Actually that is exactly what this current conversation is doing. My definition of `noconvergent` first rebases the definition of `convergent` into what D85603 <https://reviews.llvm.org/D85603> does. My wording is no different than the one you see here: https://reviews.llvm.org/D85603#change-WRNH9XUSSoR8

> The expected convergence behavior is not only a target property, but of the source language. The frontend ultimately has to express the intended semantics of these cross lane regions, and the convergence tokens gives this ability.

That is true, and it is covered by the simple fact that we both agree that `convergent` needs to be the default unless specified by the frontend using `noconvergent`.

> My point about not making this target dependent is we shouldn't be trying to shoehorn in TTI checks around convergent operations just to save frontends from the inconvenience of adding another attribute to function declarations. We can interprocedurally infer noconvergent like any other attribute most of the time. The convergent calls and their tokens should be interpreted the same even if the target CPU doesn't really have cross lane behavior.

This is not an attempt to shoehorn TTI checks for mere convenience. You missed the part about how the current use of `CallInst::isConvergent()` is broken. This is where the wording in D85603 <https://reviews.llvm.org/D85603> inherits a major fault from the existing definition of convergent. It is wrong to say that optimizations are plain forbidden by the mere knowledge/assumption that some call is convergent.

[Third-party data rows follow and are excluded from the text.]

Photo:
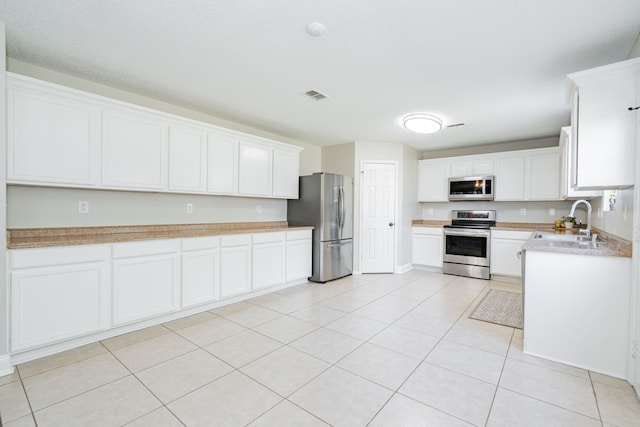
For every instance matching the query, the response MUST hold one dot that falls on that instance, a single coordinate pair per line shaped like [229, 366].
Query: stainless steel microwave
[472, 188]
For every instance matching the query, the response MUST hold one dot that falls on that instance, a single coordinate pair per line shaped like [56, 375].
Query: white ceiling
[499, 66]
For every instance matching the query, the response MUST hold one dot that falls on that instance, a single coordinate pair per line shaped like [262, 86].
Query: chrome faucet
[573, 210]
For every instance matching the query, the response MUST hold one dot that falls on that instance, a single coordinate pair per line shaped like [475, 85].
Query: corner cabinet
[603, 127]
[53, 136]
[63, 137]
[57, 294]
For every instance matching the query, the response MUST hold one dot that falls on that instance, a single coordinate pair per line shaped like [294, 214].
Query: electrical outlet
[83, 207]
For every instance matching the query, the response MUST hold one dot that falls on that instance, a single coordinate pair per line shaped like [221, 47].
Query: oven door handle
[467, 232]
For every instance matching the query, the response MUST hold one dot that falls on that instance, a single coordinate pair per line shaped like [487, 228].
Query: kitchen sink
[567, 237]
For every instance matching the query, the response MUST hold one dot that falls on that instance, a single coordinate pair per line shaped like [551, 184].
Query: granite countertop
[68, 236]
[610, 246]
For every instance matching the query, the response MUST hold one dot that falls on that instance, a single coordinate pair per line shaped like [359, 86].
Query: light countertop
[67, 236]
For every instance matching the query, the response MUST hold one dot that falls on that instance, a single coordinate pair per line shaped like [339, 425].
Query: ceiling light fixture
[422, 123]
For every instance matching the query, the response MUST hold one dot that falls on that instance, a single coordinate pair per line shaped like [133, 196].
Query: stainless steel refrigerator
[326, 203]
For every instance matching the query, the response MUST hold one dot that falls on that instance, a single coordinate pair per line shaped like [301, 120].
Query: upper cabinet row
[603, 125]
[63, 137]
[519, 175]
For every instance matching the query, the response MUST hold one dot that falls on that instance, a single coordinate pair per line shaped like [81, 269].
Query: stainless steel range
[467, 243]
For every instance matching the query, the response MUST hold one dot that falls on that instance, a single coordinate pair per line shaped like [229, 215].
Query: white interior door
[377, 247]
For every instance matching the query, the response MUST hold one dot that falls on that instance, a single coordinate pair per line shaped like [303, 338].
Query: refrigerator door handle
[336, 245]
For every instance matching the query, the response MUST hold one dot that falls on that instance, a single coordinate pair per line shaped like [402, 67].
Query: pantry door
[378, 217]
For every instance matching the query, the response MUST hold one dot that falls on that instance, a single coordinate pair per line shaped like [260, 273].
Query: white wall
[4, 312]
[339, 159]
[410, 208]
[34, 207]
[48, 207]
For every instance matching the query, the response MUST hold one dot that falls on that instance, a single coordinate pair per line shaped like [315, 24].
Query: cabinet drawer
[42, 257]
[133, 249]
[235, 240]
[268, 237]
[298, 235]
[197, 243]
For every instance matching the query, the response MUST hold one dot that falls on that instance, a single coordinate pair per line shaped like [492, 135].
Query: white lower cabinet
[426, 243]
[268, 259]
[57, 294]
[235, 264]
[63, 293]
[146, 278]
[298, 255]
[576, 310]
[200, 270]
[505, 246]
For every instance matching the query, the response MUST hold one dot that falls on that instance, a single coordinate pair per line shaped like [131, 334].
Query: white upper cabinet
[255, 169]
[222, 164]
[568, 169]
[135, 149]
[542, 174]
[187, 159]
[433, 178]
[285, 173]
[63, 137]
[53, 136]
[603, 127]
[479, 165]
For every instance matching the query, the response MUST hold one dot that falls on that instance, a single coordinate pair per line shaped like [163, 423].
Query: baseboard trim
[5, 365]
[401, 269]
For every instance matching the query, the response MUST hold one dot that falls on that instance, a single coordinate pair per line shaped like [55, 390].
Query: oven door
[467, 246]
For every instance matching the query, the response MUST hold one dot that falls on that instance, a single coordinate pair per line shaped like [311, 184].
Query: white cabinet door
[426, 244]
[200, 270]
[53, 136]
[505, 246]
[510, 176]
[135, 151]
[235, 264]
[433, 178]
[223, 164]
[146, 277]
[285, 173]
[255, 173]
[56, 303]
[57, 294]
[298, 264]
[542, 179]
[478, 165]
[187, 159]
[268, 259]
[568, 176]
[605, 129]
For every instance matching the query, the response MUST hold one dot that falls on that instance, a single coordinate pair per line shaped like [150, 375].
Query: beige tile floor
[376, 350]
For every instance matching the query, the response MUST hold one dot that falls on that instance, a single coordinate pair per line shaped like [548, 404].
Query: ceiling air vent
[314, 94]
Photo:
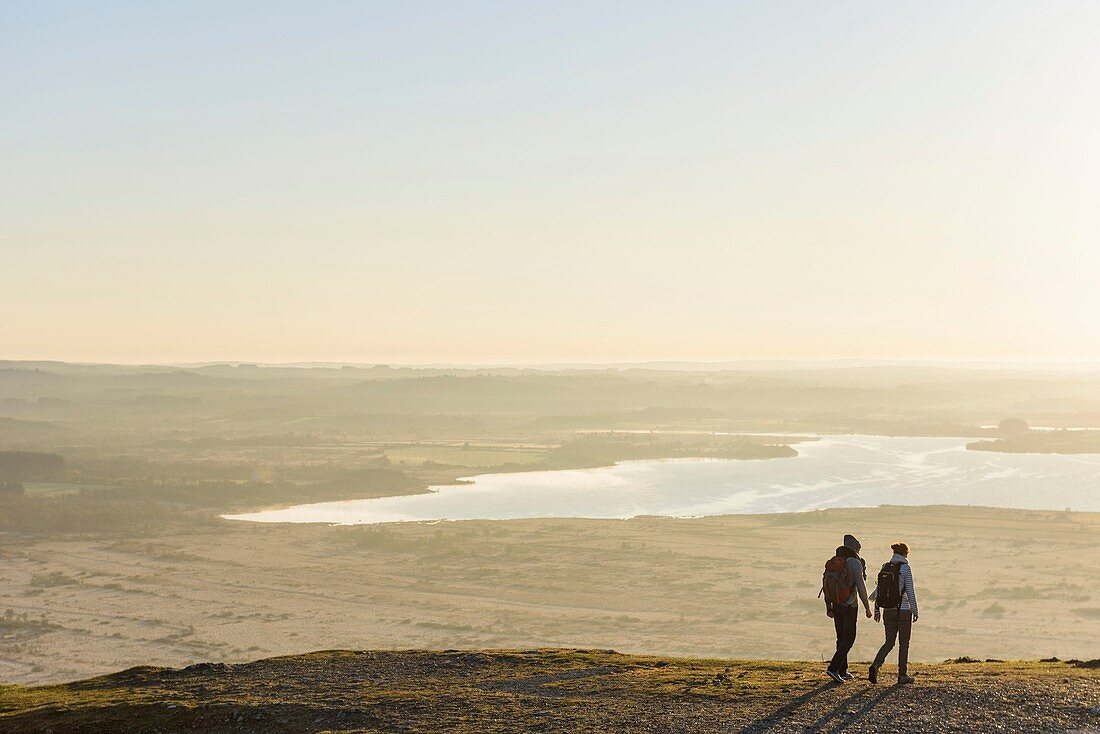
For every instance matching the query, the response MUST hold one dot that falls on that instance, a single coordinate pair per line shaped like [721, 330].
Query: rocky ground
[553, 690]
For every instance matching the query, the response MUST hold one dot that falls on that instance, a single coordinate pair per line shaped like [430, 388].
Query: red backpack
[836, 582]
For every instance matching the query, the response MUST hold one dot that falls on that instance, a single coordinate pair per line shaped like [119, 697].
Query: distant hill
[556, 690]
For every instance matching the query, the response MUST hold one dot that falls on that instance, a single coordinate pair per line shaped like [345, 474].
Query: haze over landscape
[494, 367]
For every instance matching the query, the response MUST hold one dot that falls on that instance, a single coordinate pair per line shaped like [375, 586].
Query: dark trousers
[844, 620]
[898, 624]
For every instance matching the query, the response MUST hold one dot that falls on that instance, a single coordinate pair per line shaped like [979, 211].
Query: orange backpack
[836, 583]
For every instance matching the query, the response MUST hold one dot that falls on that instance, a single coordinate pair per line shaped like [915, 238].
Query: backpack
[836, 582]
[888, 595]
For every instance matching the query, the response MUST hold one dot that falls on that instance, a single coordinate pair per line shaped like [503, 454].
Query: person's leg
[838, 625]
[846, 641]
[904, 631]
[890, 622]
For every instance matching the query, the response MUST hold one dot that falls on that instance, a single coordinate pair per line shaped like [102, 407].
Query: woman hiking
[897, 599]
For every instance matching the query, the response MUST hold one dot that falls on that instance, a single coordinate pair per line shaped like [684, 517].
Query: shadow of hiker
[856, 718]
[785, 711]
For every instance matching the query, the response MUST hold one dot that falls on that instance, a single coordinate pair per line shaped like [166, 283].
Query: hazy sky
[518, 182]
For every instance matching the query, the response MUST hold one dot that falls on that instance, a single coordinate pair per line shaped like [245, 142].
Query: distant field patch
[458, 456]
[46, 489]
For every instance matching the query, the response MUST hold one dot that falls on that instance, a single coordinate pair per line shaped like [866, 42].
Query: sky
[580, 182]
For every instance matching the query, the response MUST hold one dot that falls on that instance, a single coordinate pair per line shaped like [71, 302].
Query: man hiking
[844, 585]
[897, 599]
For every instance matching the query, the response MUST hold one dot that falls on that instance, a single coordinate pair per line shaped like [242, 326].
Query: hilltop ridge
[556, 690]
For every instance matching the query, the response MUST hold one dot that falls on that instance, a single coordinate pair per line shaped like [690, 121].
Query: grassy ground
[553, 690]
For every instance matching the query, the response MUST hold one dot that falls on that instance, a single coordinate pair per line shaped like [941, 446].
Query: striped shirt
[904, 584]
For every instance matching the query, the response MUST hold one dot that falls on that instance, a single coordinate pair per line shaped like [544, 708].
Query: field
[992, 584]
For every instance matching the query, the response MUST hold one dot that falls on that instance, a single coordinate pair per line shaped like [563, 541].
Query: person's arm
[910, 589]
[857, 572]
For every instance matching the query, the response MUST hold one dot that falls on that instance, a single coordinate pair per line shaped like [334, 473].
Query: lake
[836, 471]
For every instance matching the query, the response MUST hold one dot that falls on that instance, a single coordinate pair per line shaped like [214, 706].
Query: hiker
[844, 585]
[897, 599]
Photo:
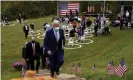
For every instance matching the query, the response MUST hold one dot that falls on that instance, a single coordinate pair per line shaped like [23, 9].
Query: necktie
[33, 47]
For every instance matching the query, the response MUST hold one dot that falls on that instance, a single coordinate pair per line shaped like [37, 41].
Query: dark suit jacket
[29, 50]
[24, 52]
[24, 29]
[43, 52]
[50, 42]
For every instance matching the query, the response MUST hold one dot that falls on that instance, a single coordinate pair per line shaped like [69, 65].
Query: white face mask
[57, 28]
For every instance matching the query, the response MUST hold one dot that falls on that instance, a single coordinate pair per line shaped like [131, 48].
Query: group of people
[51, 52]
[100, 25]
[21, 17]
[4, 20]
[26, 29]
[123, 20]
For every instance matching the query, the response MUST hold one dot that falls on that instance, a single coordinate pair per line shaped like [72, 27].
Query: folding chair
[70, 42]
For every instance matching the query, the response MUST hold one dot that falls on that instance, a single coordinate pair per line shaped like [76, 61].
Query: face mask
[57, 28]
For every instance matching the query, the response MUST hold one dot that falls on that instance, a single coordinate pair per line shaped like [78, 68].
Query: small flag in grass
[94, 67]
[79, 67]
[73, 68]
[110, 68]
[121, 69]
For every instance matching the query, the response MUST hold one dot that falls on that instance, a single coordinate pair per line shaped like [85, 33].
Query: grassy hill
[101, 52]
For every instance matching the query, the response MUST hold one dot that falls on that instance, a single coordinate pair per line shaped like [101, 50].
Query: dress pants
[32, 62]
[56, 61]
[26, 34]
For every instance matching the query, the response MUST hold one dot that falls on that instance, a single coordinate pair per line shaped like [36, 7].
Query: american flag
[94, 67]
[79, 67]
[110, 68]
[73, 68]
[121, 69]
[65, 7]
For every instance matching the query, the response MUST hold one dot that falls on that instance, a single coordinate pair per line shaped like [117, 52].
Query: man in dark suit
[54, 43]
[24, 17]
[32, 26]
[26, 30]
[24, 55]
[77, 12]
[96, 27]
[33, 54]
[19, 17]
[44, 55]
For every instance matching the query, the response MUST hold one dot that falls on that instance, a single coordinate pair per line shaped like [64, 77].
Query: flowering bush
[18, 65]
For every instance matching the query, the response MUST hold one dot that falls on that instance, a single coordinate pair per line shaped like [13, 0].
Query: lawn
[101, 52]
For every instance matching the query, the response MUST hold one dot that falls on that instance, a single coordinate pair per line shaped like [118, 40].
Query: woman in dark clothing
[72, 33]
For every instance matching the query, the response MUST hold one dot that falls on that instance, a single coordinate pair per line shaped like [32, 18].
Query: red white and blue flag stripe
[65, 7]
[121, 69]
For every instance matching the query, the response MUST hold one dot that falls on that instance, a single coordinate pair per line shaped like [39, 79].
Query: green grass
[103, 50]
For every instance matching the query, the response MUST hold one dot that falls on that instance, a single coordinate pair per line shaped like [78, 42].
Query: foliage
[104, 49]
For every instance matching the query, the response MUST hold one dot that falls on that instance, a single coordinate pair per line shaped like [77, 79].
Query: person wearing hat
[54, 43]
[33, 54]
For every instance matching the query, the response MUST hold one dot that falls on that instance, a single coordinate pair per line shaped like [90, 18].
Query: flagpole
[57, 8]
[125, 75]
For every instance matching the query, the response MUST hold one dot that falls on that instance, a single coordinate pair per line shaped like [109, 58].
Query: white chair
[86, 31]
[31, 32]
[67, 34]
[70, 41]
[83, 38]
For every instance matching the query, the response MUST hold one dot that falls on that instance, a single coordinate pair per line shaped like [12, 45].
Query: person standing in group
[19, 17]
[26, 30]
[24, 17]
[54, 43]
[74, 23]
[96, 27]
[32, 26]
[88, 23]
[67, 20]
[33, 54]
[24, 55]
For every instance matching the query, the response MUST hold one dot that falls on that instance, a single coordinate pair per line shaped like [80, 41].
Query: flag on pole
[110, 68]
[93, 8]
[121, 69]
[79, 67]
[101, 9]
[88, 8]
[73, 68]
[94, 67]
[65, 7]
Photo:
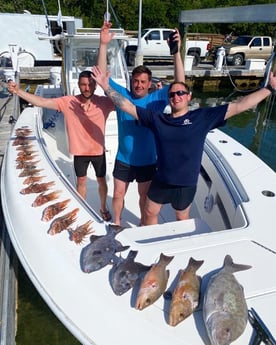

Those optimizations are forbidden only if divergent control flow is involved. The definition of `convergent` needs to refrain from being prescriptive about what the compiler can and cannot do. See the definition of `nosync` for comparison.

The convergent property merely says that the call is special, and then it is up to each optimization to decide what happens. That decision is based on whether the optimization affects divergent control flow incident on the call, and whether that effect is relevant to a convergent function. Now that's where the following reasoning comes into play:

1. Every use of isConvergent() needs to be tempered with knowledge of the control flow incident on it.
2. The only way to check for divergent control flow is to call on divergence analysis.
3. When divergence analysis is called on a target with no divergence, it returns `nullptr`, which is treated as equivalent to returning `uniform` for every query. This is not hypothetical, it's already happening whenever a transform does `if (!DA) { ... }`.
4. Pending an attempt to actually call DA at each of these places, a correct simplification is to assume uniform control flow when the target does not have divergence, and assume divergent control flow otherwise.

That's all there is to this. Like I keep saying, this is not a reinterpretation, nor is it a hack. From my first comment on the thread, it is an attempt to recast the whole question o be one about combining optimizations with target-specific information. Now before you balk at yet another use of the phrase "target-specific", please note that DA is totally target-specific. The "sources of divergence" must be identified by the target. So this is a perfectly legitimate place to say "target-specific". It's making the optimization "target-specific", not the attribute.